-
alanc
I rode through the desert on a device with no name, it felt good to get out of the rain
-
SarahMalik
a bicycle?
-
gitomat
[illumos-gate] 16338 pynfs/nfs4.1: COUR2 st_courtesy.testLockSleepLock FAILURE -- Vitaliy Gusev <gusev.vitaliy⊙gc>
-
gitomat
[illumos-gate] 17495 NFSv4.2 unsupported operations missing reply encoding -- Gordon Ross <gwr⊙rc>
-
gitomat
[illumos-gate] 17515 ucodeadm could handle binary AMD microcode files -- Andy Fiddaman <illumos⊙fn>
-
danmcd_
Is Carsten Grzemba on here ? (Maybe under a nickname that I probably know but didn't connect with $REAL_NAME ?)
-
Smithx10
We are thinking about doing some better operations monitoring around knowing if zpools have issues / have drive errors and maybe also exporting information about the host. I saw
github.com/oxidecomputer/kstat-rs which I imagine could be used to expose metrics for some kind of illumos exporter for prometheus.
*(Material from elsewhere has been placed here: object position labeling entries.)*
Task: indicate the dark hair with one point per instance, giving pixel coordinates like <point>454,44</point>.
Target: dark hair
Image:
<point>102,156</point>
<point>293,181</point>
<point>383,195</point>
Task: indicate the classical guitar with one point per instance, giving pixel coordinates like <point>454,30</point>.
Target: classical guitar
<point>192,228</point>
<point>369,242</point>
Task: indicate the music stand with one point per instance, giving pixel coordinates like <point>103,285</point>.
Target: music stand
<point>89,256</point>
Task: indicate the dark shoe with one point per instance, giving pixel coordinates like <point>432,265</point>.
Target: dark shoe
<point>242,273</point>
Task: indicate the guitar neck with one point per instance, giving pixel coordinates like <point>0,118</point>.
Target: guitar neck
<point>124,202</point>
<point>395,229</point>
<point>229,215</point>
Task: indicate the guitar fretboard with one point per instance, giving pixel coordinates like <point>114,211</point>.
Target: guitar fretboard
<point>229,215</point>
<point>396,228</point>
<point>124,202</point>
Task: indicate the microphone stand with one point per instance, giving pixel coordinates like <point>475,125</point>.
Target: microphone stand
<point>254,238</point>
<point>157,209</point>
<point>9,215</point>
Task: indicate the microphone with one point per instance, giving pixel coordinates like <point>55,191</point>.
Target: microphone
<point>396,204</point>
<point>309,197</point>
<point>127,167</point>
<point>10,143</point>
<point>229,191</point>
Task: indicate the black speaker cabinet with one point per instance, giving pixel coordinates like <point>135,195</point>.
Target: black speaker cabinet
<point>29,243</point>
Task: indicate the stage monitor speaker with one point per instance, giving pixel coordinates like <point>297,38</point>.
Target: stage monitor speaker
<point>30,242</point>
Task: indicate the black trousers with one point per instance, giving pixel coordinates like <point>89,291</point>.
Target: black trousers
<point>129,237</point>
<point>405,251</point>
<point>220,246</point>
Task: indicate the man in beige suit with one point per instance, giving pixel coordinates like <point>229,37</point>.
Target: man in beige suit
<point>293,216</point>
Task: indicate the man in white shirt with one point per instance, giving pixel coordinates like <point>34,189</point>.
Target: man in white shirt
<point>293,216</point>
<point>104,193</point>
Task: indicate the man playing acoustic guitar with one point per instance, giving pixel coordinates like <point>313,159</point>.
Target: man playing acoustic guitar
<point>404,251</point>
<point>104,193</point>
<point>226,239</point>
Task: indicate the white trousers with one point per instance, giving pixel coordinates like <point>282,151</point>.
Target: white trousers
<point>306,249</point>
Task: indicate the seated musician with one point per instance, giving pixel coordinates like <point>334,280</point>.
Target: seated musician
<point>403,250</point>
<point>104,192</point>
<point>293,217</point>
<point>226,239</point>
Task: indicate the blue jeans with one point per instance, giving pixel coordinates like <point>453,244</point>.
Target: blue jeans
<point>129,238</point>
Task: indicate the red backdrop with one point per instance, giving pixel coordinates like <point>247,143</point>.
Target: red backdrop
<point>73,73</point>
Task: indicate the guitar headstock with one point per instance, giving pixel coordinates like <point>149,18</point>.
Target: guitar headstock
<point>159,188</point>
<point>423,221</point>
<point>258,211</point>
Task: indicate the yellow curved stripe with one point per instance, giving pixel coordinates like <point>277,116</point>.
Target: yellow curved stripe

Did oxide or anyone write any fault management / zfs libs to be used from rust ?
-
jbk
i think your question is actually two different questions
-
jbk
kstats are just stats
-
jbk
fault management is/should be receiving fault events and determine if a component is faulty (and if so mark it)
-
jbk
that data may include kstats, but the system itself has a mechanism for things to generate a fault event, which is distinct from bumping any stats
-
Smithx10
How would I listen to those events from rust / go to get informed ?
-
Smithx10
I really just want to get away from running sdc-oneachnode to know when disks / pools may be not good.
-
jbk
the only 'official' way currently is either running fmadm or running net-snmp w/ the fmd module and doing an snmp-get on the table... i don't know if oxide has written a wrapper to the fmd libraries or not though (they're 'private' but that just means 'these may change in a way you have to patch or recompile your code') but distros can also manage that
-
jbk
having said that, there is some room for improvement with zfs and fmd
-
jbk
i've been wanting to do it for a while, but getting sufficient time with hardware (especially for testing -- that's probably far more challenging than the work itself)
-
jbk
has meant i haven't done it yet
-
sommerfeld
for real testing of the upper layers of the fault management you probably want to augment bhyve's drivers with virtualized brokenness/fault injection.
-
jbk
for HDDs at least (though I suspect SSDs -- either as a SCSI device or NVMe device -- are probably similar enough) may have a bad 'spot' in them while the rest of the device is fine and have some amount of 'replacement' blocks
-
jbk
today, if the drive can't read from a block, it returns an error
-
jbk
zfs interprets that as 'the whole disk is bad'
-
jbk
and will kick in a spare if available
-
jbk
what would arguably be better is
-
jbk
to mark that block as bad (drives can do this automatically) and if sufficient pool redundancy is available (mirrors, raidz, ...) self heal after the block(s) have been marked bad
-
jbk
as the drive will remap those to some of the reserve blocks
-
jbk
and most vendors will tell you how many bad blocks means 'bad drive'
-
jbk
(zfs only self heals if the drive returns success, but with bad data)
-
jbk
at least today
-
Smithx10
jbk where can i read about the fmd module.... having this available via snmp would be decent.
-
jbk
oh there is also a process that will send an event via smtp as well
-
jbk
annoyingly, i'm not seeing any man pages for any of this (though just might have missed them)
-
jbk
-
jbk
alsohttps://github.com/illumos/illumos-gate/tree/master/usr/src/cmd/fm/notify/smtp-notify/common has the source for the smtp notification service
-
jbk
that could be used as a guide for talking to fmd via it's library interface (which should be doable from rust I would think)
-
gitomat
[illumos-gate] 17517 loader: errors with pointer conversion -- Toomas Soome <tsoome⊙mc>